Hence, we had to get creative and go back into the deep waters of the native-cloud world to find a possible solution. We saw many, to name a few:
At present, our favorite and the most useful one fulfilling our needs is Kubefwd, but we may explore the other tools in the future. Kubefwd allows us to make Kubernetes services accessible on the local workstation using the same DNS as if the local developer’s machine is located inside the Kubernetes cluster!
This means an amazing productivity boost that makes developers more efficient while enhancing the overall experience and reducing the meantime to get a feature out there into the world.
After months of scrutinizing our infrastructure needs and getting it aligned with the business requirements, future growth, and current trends in the infrastructure and cloud-native world, we have finally come to a point where we can confidently look forward to some amazing days ahead.
Not only has our infrastructure taken a decade’s worth of evolutionary leaps, but it also managed to reduce the strain on DevOps teams while drastically increasing the developer productivity. Finally, our setup is cheaper and does more, and does it better!
This setup allows us to easily replicate our entire set of services, frontend, and backend and automatically set itself up within a few minutes. That will enable us to create multiple atomic, independent production environments, retrofit it with our CI/CD pipelines and automatically manage and maintain the complex setup with ease.
Additionally, the most crucial benefit of all this is that our DevOps teams can remain small and scale linearly while providing exponential global scale for our services. And the cherry on the top is that the DevOps team gets to have peaceful evenings & great weekends without having to fire-fight production issues on a reactive basis as our design and architecture allows us to address these challenges proactively.

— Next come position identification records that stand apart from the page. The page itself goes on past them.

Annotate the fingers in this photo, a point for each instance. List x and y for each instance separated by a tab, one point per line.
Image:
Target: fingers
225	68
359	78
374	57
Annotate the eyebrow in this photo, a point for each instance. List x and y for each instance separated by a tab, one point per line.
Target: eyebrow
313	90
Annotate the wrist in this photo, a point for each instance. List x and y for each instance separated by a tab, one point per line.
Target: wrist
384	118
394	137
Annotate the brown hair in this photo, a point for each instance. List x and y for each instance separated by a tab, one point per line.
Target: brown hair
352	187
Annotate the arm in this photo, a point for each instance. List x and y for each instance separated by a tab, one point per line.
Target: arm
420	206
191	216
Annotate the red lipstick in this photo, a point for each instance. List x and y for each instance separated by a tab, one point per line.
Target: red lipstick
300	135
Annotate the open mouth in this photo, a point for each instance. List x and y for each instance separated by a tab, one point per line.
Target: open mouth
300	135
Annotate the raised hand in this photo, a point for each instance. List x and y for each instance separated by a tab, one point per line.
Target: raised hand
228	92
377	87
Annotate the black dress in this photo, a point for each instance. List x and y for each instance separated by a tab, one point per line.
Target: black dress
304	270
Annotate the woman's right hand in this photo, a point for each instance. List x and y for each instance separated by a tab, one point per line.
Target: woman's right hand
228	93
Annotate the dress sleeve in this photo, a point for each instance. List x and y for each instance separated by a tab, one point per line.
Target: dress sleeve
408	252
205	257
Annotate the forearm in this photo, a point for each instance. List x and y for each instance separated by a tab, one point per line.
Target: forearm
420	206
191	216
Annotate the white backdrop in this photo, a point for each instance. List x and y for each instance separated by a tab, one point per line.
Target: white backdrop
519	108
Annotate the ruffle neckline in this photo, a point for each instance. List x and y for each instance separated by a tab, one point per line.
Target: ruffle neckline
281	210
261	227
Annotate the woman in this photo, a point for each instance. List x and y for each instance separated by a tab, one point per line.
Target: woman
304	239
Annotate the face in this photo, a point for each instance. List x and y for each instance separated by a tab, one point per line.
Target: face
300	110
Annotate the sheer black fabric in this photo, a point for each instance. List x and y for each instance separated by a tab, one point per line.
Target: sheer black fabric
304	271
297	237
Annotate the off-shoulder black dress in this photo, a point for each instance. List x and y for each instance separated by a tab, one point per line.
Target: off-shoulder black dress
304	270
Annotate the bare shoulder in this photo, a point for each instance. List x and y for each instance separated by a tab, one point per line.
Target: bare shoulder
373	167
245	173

One of the fantastic things about our setup is that the automated nature allows us to utilize spot instances for our non-production and non-critical systems. This helps us with optimizing and consolidating the costs further while having ample computing power at our disposal. This means highly cost-effective setups, and if in case AWS decides to shutdown our spot instances, no problem, within a few minutes, we will autoscale our dedicated instances and make the best of both worlds!

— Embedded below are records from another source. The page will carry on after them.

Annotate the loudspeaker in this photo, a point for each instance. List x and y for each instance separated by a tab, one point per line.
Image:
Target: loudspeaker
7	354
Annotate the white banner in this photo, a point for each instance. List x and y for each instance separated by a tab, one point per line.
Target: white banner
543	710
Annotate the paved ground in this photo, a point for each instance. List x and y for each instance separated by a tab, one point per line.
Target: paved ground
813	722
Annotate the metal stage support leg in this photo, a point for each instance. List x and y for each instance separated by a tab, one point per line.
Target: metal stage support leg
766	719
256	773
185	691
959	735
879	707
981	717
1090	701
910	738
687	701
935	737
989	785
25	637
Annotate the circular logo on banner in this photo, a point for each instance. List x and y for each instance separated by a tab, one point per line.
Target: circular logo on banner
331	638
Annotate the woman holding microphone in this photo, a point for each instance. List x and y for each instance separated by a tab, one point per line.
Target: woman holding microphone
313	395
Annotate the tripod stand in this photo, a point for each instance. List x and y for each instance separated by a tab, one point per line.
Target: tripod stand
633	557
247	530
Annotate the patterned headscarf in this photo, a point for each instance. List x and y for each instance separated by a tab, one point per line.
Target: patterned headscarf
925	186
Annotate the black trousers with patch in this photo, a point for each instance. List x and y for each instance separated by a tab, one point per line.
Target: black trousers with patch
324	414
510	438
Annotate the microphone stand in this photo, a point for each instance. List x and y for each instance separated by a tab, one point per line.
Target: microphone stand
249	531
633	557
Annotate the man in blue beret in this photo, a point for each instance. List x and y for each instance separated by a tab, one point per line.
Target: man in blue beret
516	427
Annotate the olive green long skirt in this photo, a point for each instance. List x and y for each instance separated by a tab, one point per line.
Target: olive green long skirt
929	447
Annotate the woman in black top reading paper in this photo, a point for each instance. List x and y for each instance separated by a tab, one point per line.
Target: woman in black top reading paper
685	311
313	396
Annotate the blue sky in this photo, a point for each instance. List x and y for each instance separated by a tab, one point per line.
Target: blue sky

The current trends in the infrastructure world, especially looking at the Cloud Native developments, make it an exciting decade ahead for DevOps; it feels like we are near to achieving nirvana. The sheer number of tools, solutions, services & ecosystems that are popping up could be overwhelming at times. Still, in retrospect, we are heading towards an exciting era of rock-solid web services that are robust and always available while providing a fantastic experience for the users.